While it is generally acknowledged that another person's presence can influence how we behave within our environment, our understanding of the mechanisms underlying this influence is limited. Three experiments investigated the effect of social presence on the lateral distribution of spatial attention. Shifts in spatial attention were measured using line bisection, while participants sat in each other's personal space. An attentional withdrawal was observed, whereby attention moved away from the other person when the same task was using turn-taking (Experiment 1) and independent responding (Experiment 2) paradigms. When participant pairs engaged in different tasks (Experiment 3), attentional withdrawal was no longer observed. Our results strongly suggest that the influence of interpersonal proximity on attention merits greater consideration than it has received from researchers investigating social effects on cognition.

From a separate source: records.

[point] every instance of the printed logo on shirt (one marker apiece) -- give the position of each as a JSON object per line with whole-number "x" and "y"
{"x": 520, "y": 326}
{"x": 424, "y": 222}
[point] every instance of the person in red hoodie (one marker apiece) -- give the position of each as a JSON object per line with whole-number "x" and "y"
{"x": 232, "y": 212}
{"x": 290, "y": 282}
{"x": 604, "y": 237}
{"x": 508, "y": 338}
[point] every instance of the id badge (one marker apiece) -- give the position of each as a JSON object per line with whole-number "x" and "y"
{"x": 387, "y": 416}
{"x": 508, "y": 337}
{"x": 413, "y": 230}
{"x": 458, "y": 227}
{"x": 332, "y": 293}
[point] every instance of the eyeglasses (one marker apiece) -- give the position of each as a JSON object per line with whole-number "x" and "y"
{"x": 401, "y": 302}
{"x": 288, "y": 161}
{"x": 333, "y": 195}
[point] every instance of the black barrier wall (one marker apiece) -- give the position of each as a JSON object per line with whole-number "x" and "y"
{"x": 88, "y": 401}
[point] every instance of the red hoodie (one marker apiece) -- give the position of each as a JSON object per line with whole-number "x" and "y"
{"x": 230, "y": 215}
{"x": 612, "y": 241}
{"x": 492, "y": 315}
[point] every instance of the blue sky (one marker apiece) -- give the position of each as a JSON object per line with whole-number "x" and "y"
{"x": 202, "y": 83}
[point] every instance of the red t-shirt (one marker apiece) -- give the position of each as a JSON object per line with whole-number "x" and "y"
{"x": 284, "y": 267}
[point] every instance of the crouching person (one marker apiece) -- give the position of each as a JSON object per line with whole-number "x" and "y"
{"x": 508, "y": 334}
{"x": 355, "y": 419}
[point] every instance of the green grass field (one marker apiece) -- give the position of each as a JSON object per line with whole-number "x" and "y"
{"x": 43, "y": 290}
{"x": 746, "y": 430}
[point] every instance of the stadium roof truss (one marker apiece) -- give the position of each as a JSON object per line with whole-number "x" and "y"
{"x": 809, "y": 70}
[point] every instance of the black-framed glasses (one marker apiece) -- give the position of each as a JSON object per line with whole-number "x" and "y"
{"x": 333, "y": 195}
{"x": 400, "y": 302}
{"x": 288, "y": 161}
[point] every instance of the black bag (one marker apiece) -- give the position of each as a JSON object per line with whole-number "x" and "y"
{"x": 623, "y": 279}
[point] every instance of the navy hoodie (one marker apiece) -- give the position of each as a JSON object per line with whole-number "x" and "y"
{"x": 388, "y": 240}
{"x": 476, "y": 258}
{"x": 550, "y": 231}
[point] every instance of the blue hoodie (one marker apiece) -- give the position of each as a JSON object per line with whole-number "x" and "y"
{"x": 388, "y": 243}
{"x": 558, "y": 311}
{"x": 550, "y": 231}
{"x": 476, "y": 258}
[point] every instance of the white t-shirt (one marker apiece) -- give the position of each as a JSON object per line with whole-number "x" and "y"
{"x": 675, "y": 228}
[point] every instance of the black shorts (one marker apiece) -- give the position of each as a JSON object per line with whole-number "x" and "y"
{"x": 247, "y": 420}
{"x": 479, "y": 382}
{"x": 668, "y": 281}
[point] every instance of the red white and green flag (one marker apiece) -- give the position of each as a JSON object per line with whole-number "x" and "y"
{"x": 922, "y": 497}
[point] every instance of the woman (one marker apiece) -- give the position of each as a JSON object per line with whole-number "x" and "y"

Keeping your distance: attentional withdrawal in individuals who show physiological signs of social discomfort.

Being in close social proximity to a stranger is generally perceived to be an uncomfortable experience, which most people seek to avoid. In circumstances where crowding is unavoidable, however, people may seek to withdraw their attention from the other person. This study examined whether social discomfort, as indexed by electrodermal activity, is related to a withdrawal of attention in 28 (m=8, f=20) university students. Students performed a radial line bisection task while alone or together with a stranger facing them. Physiological arousal was indexed by a wrist monitor, which recorded electrodermal activity. Correlational analyses showed that individuals who displayed physiological discomfort when together showed a withdrawal of the perceived midpoint of the line towards them (and away from the stranger). Conversely, individuals who showed no discomfort exhibited an expansion of the perceived midpoint away from them. We propose that participants shift their attention away from the stranger to increase interpersonal distance and reduce anxiety/arousal.